Mynah birds, relatives of the European starling, are native to Southeast Asia; some varieties, such as the crested mynah and the hill mynah, inhabit parts of the United States year-round. Baby mynah birds, like countless other types of birds, often are found fluttering on the ground. Fledglings, or young, feathered baby birds, often leave the nest as they are learning to fly; usually, both parents are watching nearby and are perfectly capable of feeding and caring for the baby on the ground. A featherless baby bird, sometimes called a "fallen pinky," must be returned to the nest or placed in a basket tied to a branch if the nest can't be located; it is not true that parents will reject a baby because a human touched it. However, if a pinky or fledging is obviously orphaned--for example, you've seen its parents meet their demise--you can save its life by taking it to a licensed wildlife rehabilitation centre for expert care. If that's not possible, there are techniques you can use to keep it alive.
Place a shoebox with airholes in it on top of a heating pad. Put a piece of soft cloth in the container, layer several paper towels on top of that, and place the baby on top. Use a thermometer set in the corner of the box to make sure the temperature does not get too hot. Baby mynahs 2 weeks of age or less need to be kept at a temperature of 33.3 to 34.4 degrees Celsius; if over 2 weeks old, or a fledgling, maintain the temperature at 86 to 88 degrees.

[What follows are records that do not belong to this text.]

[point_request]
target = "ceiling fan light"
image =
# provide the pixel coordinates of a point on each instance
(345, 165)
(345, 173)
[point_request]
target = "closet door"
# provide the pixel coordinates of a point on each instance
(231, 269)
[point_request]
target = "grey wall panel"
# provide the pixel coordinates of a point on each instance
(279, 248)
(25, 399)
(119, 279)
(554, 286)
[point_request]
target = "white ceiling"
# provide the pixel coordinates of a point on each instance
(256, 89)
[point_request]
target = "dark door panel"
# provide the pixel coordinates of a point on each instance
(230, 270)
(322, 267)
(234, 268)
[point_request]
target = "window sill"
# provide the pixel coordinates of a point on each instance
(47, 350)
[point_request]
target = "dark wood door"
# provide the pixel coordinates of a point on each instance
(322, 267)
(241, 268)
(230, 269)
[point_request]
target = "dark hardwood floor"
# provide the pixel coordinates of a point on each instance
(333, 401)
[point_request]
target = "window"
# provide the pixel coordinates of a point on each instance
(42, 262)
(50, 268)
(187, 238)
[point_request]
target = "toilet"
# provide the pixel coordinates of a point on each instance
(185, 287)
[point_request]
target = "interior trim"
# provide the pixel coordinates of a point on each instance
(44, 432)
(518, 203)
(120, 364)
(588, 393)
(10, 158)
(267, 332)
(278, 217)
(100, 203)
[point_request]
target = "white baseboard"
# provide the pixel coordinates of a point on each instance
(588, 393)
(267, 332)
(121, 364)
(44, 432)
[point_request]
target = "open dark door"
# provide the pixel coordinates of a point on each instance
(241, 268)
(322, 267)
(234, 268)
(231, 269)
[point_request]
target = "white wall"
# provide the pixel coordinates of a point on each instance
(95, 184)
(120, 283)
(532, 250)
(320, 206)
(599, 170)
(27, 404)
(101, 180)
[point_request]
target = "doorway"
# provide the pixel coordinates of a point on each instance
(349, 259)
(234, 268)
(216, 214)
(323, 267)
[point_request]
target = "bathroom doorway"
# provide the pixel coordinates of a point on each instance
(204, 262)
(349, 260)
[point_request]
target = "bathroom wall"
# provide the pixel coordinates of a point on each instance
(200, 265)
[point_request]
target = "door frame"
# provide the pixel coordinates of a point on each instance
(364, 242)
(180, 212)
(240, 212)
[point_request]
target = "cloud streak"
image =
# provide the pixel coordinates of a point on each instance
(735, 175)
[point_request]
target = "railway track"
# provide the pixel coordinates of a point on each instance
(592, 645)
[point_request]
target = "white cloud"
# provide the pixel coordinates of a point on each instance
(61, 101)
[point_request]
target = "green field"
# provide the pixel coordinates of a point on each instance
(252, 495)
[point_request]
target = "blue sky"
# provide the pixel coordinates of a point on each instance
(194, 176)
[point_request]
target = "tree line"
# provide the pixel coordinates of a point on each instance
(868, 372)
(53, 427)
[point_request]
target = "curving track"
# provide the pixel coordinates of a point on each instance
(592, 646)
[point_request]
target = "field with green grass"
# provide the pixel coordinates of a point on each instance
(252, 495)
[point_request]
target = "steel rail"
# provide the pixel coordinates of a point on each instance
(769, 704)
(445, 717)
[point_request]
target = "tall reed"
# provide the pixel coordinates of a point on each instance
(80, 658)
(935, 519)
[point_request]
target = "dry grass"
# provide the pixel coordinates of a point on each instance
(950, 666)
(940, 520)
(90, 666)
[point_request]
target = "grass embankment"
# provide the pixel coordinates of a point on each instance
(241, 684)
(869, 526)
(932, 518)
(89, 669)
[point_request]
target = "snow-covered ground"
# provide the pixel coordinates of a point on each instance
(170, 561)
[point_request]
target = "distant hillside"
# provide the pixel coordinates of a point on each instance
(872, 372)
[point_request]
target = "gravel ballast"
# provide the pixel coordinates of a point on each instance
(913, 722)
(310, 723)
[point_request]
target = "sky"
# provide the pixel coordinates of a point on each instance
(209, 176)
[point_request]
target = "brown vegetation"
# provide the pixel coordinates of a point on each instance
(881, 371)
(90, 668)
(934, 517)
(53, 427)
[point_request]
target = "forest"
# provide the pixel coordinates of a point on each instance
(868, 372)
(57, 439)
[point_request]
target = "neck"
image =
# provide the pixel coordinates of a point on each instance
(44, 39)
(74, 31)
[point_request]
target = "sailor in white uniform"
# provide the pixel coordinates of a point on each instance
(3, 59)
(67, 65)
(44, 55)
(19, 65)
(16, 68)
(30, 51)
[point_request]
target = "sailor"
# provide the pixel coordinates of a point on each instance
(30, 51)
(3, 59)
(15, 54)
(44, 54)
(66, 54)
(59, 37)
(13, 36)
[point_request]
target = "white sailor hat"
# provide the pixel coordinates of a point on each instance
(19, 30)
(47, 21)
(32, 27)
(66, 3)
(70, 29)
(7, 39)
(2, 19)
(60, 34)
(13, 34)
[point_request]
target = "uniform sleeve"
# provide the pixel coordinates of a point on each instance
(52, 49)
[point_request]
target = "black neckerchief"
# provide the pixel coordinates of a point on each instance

Place the box and heating pad in a dark, quiet room. Continue to monitor the temperature in the box, moving slowly and calmly.
Soak mynah/softbill pellets until they are thoroughly soft and moistened, and use one end of a Popsicle stick to dab bits of food into the baby's mouth. If you feel the bird is in danger of imminent starvation or dehydration, use canned dog food, canned cat food or baby food until you can get to the pet store. You can also make an alternative nutritious recipe by mashing up equal amounts of cooked brown rice, oatmeal formulated for babies, applesauce and boiled egg.
Make sure the bird has swallowed each bit before you attempt more. Do not give liquids--the bird can aspirate them--and there is enough liquid in the moistened food anyway. Don't force food, but don't stop until the baby indicates he's had enough; he will refuse to open his mouth, close his eyes and doze off.
Feed a pinky every 30 minutes from sunrise until about 10 p.m. The bird does not need to be fed during the night but should be fed promptly at dawn. If your baby bird has begun to fledge, he needs to be fed roughly every two hours.
Reduce hand feedings to every three hours when the bird reaches 3 weeks of age, and start offering bits of fruit. When feathers begin to appear, transfer the bird to a birdcage with perches appropriately sized for his feet.
Begin offering water in a bowl to your baby mynah when he reaches 6 weeks, as well as a bowl of moistened pellets for him to pick on.
Put a bowl of ordinary dry pellets in your mynah's cage by the time he is 8 weeks old. You should continue to hand-feed him as necessary, but he will begin to pick at the pellets out of curiosity and learn to eat by himself.
Place your mynah in a cage that is large enough to let him fly once he is eating on his own. The cage should be set outside in a location that is sheltered from predators. For information on how to release your mynah back into the wild, visit the Raising Orphaned Baby Wild Birds website listed in the Resources section.
To find a licensed wildlife rehabilitation centre in your area, visit the Wildlife International link in the Resources section. To stimulate a baby mynah to eat, tap gently on its beak.
Always wash your hands thoroughly after handling or feeding your baby mynah; like all birds, they can carry salmonella germs.